Regular Coggins virus testing provides invaluable insight into your horse’s well-being and reduces the population’s risk of EIA. While the price varies, focus on choosing a vet you trust to perform this test and budgeting wisely for this critical bloodwork.

With some strategic planning, you can keep costs in check without sacrificing safety. Your horse’s good health is always worth the investment.

Frequently Asked Questions

How common is a positive Coggins test result?

Thankfully, positive Coggins test results are quite rare. According to the American Association of Equine Practitioners (AAEP), the incidence of EIA infection in horses in the United States was only 0.02% in 2021.

Out of approximately 3 million tested horses, 624 were reported with positive results. The low rate is attributed to widespread annual testing and strict quarantines of infected animals.

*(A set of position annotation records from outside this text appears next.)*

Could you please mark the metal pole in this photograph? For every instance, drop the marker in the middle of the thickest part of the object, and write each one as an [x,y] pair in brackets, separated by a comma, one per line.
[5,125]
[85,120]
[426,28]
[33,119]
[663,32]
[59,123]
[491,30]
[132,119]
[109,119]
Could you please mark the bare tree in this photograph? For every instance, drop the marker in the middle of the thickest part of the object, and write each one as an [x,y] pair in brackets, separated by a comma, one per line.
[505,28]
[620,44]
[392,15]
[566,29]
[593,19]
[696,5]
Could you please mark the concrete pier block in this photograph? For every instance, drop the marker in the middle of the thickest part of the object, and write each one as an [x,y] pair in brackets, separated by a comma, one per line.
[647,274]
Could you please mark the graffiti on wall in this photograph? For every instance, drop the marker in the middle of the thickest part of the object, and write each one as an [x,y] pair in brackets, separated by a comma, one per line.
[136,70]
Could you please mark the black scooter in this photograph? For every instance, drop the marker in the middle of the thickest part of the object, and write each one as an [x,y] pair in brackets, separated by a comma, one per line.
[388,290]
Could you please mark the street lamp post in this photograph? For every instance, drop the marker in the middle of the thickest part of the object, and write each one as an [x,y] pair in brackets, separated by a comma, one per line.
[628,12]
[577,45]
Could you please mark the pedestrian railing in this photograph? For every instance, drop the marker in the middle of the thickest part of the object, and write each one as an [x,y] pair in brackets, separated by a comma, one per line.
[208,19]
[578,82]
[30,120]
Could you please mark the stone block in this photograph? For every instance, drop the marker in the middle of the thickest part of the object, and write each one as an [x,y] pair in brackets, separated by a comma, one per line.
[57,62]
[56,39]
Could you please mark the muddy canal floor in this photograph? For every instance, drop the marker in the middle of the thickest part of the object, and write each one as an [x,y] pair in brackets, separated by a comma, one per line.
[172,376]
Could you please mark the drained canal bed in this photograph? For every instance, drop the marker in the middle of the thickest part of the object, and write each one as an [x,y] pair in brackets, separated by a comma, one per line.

Consistently monitoring horse populations with Coggins testing helps maintain the low prevalence of this serious equine disease.

How often should my horse get a Coggins test?

The AAEP recommends annual Coggins testing for all horses to screen for EIA. More frequent testing every 6-12 months may be needed in some situations:

  • Horses traveling frequently across state lines
  • Horses stabled or pastured near positive cases
  • Horses exposed to fly bites early/late in the year
  • Horses participating in events requiring semi-annual testing

Adult horses in low-risk settings may qualify for testing every 2-3 years rather than annually. Discuss the ideal Coggins testing schedule with your veterinarian based on your horse’s individual disease risk profile and diagnosis history.

Is there a cure if a horse tests positive on the Coggins test?

Unfortunately, there is currently no approved treatment or vaccine for EIA in horses. If a horse tests positive for EIA on the Coggins test, the only recommended course of action is humane euthanasia or strict lifelong quarantine.

Infected horses must be isolated at least 200 yards from other equines to prevent viral spread by flies. Quarantined horses should have annual Coggins retesting.

While infected horses may have mild chronic signs, EIA often progresses to a fatal acute form of the disease. Swift euthanasia is generally the most humane and prudent option for horses that test Coggins positive.